In 1880, the Copelands are living on Main Street in Calais with his wife, three children, two servants and his 84-year-old mother-in-law, Sarah (Smith) Lowell. At age 48, he is listed as a Retired Lumberman., online database. Year: 1880; Census Place: Calais, Washington, Maine;
Roll: T9_489; E. D. 169; Page 113.3; Record for Henry C. Copeland


In 1900, Henry and his wife are still living on Main Street in Calais. His occupation is with Customs., online database. Year: 1900; Census Place: Calais, Washington, Maine;
Roll: T623_601; E.D. 198; Page: 20A; Record for Henry C. Copeland
I have enlarged the space listing his occupation below.

Detail of Henry C. Copeland's occupation

Possibly Dep. Collector Customs? Let me know in the comments what you think it might be.

In 1910, Henry Clay Copeland is listed as H. C. Copeland on Main Street in Calais., online database. Year: 1910; Census Place: Calais, Washington, Maine;
Roll: T624_547; E.D. 276; Page: 1A; E.D. 276; lines 26-27.
Henry (age 78) and Sarah (age 76) have been married for 50 (actually 51) years and all three children she has given birth to are still living. His occupation is listed as "own income."

He died on November 7, 1912 in Calais, a couple of months shy of turning 81 years old. This death record has lots of great information., database online, Maine Death Records, 1617-1922,
Maine State Archives, Record for Henry C. Copeland
His occupation is listed as Lumbering and Customs. Based on census records, it looks like he worked in the family business of lumbering for much of his life then spent some of his later years working for Customs, which likely was a significant employer in the Calais area, as it is across the St. Croix River from St. Stephen, New Brunswick, Canada.

My descent from Henry Clay Copeland > Lowell Copeland > Lowell Townsend Copeland > my mother > me.

[1] Much of my knowledge of the Copeland Family history from the nineteenth century and before comes from The Copeland Family: A Copeland Genealogy by Warren Turner Copeland, published by The Tuttle Publishing Company, Rutland, Vt. in 1937.

[2] Much of my knowledge of the Lowell Family history from the nineteenth century and before comes from The Historic Genealogy of the Lowells of America from 1639 to 1899 by Delmar R. Lowell, published by The Tuttle Publishing Company, Rutland, Vt. in 1899. 

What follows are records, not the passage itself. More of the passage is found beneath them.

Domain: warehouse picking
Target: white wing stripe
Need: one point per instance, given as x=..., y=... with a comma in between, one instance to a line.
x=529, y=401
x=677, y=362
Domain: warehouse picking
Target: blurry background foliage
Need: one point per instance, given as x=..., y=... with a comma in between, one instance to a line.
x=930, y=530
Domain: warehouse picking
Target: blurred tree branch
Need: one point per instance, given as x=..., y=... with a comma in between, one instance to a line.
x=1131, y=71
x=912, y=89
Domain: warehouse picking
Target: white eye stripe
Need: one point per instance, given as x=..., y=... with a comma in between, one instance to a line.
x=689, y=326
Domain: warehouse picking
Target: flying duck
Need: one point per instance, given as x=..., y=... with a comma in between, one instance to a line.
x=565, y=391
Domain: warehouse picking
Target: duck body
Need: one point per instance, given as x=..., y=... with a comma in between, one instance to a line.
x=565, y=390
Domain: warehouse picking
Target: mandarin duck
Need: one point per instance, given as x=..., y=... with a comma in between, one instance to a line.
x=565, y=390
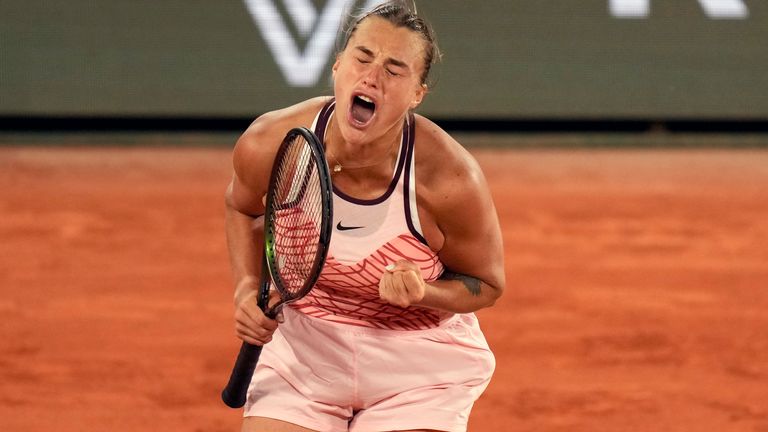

Workday Wednesday is a daily blogging prompt from GeneaBloggers, the genealogy community’s resource for blogging. It is used by many genealogy bloggers to help them tell stories of their ancestors.


  1. I think that debt collector is a good guess. There is so much rich information in census records.

  2. I found a memorial on FindAGrave for him and the person who set up the memorial did a little research and suggested Deputy Collector Customs.

    Thanks for reading and commenting, Sheryl.